When 1M context actually beats agent retrieval

Long context isn't a substitute for retrieval. It's a substitute for some retrievals.

#context-window#retrieval#claude#agents

The temptation

Claude 4.7 has 1M context. The temptation is to dump everything in.

Don't. Or at least, don't always.

When 1M context wins

  • Single-document analysis: a 200K-word PDF, a meeting transcript, a full repo subdirectory. Retrieval over a single coherent doc adds latency for no quality.
  • Cross-references inside the same artifact: "find every place this function is called in this codebase" — the model SEES every callsite when you give it the whole file.
  • One-shot synthesis: "summarize these 20 emails into one digest" — way faster to drop them all in than to embed and retrieve.

When agent retrieval still wins

  • Decision memory: querying "what did we decide about X six months ago" across 200 wiki entries. The wiki is 5MB. You don't want to load 5MB into every prompt.
  • Pricing checks: "is this proposed pricing consistent with our canonical pricing" — load only the canonical, not the entire business-ops repo.
  • Cross-project: "did we solve this in another repo" — agents that scope to specific repos beat dumping everything.

The hybrid I run

For Struvo decision agents:

  1. Each agent has a scoped retriever — wiki only, code only, pricing only
  2. The retrieval pulls 5-10 relevant entries
  3. THOSE get loaded into the model context with the question
  4. The model answers from the loaded context

Total tokens per decision: about 15-30K instead of 1M+. Latency: 3-5 seconds instead of 30. Cost: about 1/30th.

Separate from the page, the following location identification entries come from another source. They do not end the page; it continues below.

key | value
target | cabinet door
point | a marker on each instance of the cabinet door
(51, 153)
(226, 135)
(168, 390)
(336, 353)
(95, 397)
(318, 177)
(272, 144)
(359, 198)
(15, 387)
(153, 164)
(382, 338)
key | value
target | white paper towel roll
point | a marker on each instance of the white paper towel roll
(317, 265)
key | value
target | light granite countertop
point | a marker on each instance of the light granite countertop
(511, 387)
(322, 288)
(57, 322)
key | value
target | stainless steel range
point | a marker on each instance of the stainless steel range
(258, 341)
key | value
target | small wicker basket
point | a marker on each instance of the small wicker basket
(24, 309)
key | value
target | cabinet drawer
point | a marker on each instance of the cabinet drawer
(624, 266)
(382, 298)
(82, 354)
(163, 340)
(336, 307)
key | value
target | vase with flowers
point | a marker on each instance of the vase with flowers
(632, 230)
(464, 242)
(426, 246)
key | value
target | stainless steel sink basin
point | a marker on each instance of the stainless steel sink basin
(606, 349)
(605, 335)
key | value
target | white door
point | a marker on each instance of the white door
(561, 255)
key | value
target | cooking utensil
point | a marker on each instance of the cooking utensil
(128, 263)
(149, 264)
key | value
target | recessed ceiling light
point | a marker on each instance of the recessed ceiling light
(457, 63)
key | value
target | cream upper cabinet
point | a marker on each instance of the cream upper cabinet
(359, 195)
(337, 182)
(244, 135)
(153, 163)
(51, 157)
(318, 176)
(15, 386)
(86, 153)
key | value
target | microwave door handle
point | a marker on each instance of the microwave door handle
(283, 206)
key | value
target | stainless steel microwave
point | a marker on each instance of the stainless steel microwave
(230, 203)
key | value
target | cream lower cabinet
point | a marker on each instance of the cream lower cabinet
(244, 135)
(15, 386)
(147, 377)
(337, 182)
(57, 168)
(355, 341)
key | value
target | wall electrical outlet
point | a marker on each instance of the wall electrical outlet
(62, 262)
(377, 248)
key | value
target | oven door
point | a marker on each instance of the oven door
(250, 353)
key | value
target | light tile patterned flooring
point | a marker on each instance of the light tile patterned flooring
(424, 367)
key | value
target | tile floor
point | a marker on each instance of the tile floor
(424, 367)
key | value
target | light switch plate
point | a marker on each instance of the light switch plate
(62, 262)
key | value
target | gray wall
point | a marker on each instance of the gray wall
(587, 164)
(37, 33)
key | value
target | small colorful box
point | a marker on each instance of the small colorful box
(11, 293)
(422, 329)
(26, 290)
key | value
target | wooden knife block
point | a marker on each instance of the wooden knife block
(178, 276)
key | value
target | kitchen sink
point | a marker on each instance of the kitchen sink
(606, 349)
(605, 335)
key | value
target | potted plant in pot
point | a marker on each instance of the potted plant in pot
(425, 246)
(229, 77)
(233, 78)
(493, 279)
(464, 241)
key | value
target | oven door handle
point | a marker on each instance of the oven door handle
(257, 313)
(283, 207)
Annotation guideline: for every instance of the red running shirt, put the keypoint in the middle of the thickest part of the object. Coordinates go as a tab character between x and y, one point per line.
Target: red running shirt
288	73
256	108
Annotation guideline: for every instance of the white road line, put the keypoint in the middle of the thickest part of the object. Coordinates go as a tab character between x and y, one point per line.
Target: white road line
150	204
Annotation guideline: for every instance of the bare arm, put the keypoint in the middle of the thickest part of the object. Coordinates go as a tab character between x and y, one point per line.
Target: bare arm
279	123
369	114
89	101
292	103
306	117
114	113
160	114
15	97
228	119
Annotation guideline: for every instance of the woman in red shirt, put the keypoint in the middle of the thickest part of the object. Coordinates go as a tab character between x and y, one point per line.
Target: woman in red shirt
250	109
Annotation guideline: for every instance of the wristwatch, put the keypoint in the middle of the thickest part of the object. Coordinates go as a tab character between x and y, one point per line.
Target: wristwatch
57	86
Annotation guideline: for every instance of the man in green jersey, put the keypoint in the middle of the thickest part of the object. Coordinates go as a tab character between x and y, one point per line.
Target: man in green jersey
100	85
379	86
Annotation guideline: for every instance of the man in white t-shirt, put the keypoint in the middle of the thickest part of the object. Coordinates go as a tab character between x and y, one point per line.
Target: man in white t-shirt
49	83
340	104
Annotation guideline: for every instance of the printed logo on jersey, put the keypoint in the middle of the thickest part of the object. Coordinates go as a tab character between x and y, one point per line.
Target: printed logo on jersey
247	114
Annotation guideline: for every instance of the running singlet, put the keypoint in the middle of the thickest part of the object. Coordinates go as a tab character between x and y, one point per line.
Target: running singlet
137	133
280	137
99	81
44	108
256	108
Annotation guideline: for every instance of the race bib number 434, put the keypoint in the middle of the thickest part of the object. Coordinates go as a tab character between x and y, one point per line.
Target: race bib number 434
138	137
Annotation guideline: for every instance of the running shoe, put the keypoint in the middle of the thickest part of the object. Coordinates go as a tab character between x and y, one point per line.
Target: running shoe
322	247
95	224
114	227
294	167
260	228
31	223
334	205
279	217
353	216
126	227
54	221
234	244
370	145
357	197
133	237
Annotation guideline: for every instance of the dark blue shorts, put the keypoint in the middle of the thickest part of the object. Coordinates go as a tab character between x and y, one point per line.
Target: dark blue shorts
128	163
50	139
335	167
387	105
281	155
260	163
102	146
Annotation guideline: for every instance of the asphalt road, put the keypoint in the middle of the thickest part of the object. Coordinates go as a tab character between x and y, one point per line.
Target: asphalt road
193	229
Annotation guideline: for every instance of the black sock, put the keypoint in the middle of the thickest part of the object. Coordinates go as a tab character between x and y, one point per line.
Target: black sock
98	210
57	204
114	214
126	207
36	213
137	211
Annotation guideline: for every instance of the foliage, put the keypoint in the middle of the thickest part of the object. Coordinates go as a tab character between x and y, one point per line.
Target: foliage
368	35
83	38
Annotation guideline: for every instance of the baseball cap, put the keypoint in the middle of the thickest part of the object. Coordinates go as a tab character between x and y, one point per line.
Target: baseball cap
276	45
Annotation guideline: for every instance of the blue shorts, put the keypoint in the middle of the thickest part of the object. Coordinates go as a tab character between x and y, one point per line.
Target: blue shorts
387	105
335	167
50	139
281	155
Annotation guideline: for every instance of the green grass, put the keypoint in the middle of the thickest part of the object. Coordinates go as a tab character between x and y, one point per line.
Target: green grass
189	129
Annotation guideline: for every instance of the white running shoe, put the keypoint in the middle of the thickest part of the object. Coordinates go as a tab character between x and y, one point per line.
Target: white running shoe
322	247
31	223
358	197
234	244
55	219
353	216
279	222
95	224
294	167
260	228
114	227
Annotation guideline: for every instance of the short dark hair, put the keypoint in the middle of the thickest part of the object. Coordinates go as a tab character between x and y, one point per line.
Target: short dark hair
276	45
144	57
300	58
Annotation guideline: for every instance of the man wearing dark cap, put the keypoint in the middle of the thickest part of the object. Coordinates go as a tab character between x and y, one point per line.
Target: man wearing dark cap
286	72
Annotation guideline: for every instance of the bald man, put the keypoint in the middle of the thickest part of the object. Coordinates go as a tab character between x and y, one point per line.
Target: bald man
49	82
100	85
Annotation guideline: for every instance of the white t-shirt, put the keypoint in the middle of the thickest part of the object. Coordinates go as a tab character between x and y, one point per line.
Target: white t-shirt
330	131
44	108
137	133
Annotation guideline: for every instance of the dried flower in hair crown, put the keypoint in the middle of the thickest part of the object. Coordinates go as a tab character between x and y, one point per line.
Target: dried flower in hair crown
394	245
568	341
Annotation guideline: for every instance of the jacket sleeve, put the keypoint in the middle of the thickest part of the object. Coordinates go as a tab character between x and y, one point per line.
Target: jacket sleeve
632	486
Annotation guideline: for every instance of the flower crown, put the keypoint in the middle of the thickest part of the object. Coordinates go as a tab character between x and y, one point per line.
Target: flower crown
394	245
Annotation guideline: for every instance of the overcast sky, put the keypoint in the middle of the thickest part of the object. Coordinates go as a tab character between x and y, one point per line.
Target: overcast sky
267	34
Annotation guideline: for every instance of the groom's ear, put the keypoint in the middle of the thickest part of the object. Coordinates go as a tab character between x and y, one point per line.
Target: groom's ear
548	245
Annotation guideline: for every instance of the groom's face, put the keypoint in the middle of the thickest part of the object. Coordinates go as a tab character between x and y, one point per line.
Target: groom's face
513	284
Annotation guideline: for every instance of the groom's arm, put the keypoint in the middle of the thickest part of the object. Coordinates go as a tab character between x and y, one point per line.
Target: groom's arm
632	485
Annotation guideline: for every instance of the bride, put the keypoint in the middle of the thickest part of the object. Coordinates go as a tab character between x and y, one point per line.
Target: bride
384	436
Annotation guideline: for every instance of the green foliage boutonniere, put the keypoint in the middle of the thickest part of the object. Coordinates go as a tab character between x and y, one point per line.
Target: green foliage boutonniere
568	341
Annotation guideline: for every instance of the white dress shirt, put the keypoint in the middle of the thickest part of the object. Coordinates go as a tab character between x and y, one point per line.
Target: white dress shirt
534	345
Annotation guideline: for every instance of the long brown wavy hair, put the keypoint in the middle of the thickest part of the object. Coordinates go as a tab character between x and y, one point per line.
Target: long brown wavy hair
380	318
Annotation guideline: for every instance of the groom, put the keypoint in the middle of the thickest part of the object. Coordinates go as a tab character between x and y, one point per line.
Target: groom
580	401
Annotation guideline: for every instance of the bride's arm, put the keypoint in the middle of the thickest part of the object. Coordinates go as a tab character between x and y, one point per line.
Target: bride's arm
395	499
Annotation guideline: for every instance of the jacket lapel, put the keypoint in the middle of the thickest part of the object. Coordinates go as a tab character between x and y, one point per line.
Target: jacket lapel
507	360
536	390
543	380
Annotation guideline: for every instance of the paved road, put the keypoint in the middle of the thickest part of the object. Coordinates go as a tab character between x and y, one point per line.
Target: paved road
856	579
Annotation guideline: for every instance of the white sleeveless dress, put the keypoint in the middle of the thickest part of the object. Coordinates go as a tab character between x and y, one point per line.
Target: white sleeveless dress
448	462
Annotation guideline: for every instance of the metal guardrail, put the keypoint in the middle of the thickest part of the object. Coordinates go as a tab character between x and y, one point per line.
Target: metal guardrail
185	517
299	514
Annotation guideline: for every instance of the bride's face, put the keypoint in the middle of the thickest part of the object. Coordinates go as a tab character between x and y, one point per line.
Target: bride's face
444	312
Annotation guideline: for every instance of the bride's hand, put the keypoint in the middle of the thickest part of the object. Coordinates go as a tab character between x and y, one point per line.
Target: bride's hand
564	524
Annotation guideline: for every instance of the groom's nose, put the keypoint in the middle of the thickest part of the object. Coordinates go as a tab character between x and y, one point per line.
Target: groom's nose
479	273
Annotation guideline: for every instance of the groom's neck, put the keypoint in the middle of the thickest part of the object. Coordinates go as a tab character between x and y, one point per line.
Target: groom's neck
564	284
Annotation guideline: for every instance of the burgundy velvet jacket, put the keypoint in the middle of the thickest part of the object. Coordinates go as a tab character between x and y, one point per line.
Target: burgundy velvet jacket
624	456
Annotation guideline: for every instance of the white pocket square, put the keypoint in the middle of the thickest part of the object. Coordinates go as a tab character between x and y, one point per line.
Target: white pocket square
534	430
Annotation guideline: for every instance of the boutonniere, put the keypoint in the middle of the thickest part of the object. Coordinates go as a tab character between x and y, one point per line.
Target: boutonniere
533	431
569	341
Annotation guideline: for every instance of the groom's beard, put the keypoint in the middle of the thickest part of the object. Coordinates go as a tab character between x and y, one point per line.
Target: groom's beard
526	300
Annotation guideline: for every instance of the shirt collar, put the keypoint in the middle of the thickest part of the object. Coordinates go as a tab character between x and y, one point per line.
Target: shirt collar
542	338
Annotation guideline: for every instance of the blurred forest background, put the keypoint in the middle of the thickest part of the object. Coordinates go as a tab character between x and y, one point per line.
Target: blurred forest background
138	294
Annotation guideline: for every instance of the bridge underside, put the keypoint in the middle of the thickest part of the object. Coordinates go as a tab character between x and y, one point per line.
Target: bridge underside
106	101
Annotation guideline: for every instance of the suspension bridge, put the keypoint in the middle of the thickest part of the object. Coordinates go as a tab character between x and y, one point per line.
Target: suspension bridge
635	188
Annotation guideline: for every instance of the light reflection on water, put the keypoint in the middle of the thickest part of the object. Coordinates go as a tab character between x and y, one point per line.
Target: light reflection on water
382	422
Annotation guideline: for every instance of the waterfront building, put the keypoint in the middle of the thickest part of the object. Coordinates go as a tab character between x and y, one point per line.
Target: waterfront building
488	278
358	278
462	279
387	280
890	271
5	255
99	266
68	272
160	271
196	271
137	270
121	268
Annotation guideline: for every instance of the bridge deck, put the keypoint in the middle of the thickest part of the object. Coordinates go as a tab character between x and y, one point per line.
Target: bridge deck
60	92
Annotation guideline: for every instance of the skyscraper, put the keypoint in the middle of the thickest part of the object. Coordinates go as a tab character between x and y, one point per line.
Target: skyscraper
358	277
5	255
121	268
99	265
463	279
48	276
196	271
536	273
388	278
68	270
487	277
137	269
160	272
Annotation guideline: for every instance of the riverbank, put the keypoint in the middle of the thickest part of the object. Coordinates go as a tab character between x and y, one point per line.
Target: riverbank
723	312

The 1M is still useful — for the rare case where the agent needs to expand scope. But "always load 1M" is wasteful by default.

What you can steal

The decision is per-call:

  1. Single coherent artifact, one question? Long context.
  2. Many artifacts, one question? Retrieve, then context.
  3. Same question, many artifacts? Embed once, retrieve forever.

The mistake is using long context as a default. It's a tool, not a habit.